5.1.3. What each file means

import.json

Single source of truth for an import. Operator-relevant fields:

status - DRAFT, PENDING, SUBMITTED or FAILED. FAILED carries an error message; SUBMITTED carries damisBatchId for cross-referencing the storage server.
userName / userEmail - whoever created the import in Outlook. userEmail is also the ownership key enforced on subsequent mutations.
documents[] - the list of documents in this import; each entry carries its template id, attribute values and pages[] metadata (filename, byte size, content type, sidecar filename if any).

The file is rewritten atomically (write to import.json.tmp, then ATOMIC_MOVE). If you ever see import.json.tmp left over, the server crashed mid-rewrite - it is safe to delete; the previous import.json is intact.

doc-N/

One folder per document inside the import. doc-1 always exists and corresponds to the original message the user uploaded. doc-2, doc-3, … are sibling documents created by the “extract attachments” flow - each holds the attachments split out of an EML page in doc-1 (or a later sibling).

doc-N/pages/page-M.bin

Raw page payload. The byte stream is whatever the client posted - typically an EML message for page-1 of doc-1, or a single extracted attachment for sibling-document pages.
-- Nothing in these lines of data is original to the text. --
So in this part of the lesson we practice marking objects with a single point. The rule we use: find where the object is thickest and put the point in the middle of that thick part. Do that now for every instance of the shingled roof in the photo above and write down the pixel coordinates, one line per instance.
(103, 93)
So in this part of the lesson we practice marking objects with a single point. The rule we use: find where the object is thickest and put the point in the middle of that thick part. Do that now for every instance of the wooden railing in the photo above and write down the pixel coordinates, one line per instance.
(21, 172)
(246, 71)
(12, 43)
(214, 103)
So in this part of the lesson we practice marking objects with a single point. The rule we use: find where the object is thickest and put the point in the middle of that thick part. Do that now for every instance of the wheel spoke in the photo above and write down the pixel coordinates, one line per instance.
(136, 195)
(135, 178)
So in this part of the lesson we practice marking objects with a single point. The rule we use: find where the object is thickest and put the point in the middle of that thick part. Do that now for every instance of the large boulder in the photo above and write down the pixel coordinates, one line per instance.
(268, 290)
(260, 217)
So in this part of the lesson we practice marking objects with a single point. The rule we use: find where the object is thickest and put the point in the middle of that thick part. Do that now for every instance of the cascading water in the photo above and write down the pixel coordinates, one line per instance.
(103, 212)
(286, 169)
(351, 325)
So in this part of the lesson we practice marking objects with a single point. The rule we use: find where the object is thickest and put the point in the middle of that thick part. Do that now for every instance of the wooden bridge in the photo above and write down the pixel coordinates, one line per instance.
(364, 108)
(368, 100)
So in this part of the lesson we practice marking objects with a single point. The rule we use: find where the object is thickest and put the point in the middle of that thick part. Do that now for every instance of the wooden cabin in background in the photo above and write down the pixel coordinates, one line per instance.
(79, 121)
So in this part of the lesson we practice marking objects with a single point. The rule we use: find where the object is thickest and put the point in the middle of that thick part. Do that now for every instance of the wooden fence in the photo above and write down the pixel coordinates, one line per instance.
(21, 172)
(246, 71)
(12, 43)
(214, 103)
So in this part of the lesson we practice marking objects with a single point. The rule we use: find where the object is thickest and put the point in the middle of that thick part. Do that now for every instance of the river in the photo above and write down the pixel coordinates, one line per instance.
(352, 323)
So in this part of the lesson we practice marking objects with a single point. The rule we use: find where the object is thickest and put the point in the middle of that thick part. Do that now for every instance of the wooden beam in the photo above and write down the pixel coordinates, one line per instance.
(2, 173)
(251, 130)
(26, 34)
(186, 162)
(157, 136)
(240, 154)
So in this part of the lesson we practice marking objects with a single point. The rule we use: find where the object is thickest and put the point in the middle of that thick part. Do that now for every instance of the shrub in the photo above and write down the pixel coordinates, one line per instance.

The .bin extension is intentional; the semantic content type lives in import.json and (for EML) in the sidecar.

doc-N/pages/page-M.meta.json

Sidecar produced for message/rfc822 pages only. Contains the decoded from / subject and the list of MIME attachments (filename, content type, decoded size). It is a convenience index - if the sidecar is missing or unreadable, the .bin is still the source of truth and the server falls back to re-parsing on demand. Sidecars are rewritten when attachments are extracted, so they always match the on-disk EML.

cmserver2.xml

Only present for domains whose templates are loaded from a URL (see Template catalogue). Cached copy of the last successfully downloaded catalogue; used as the fallback when the next refresh fails. Safe to delete - the next refresh re-downloads it. If you delete it while the remote URL is also unreachable, the domain has no catalogue until either the URL recovers or you drop in a copy by hand.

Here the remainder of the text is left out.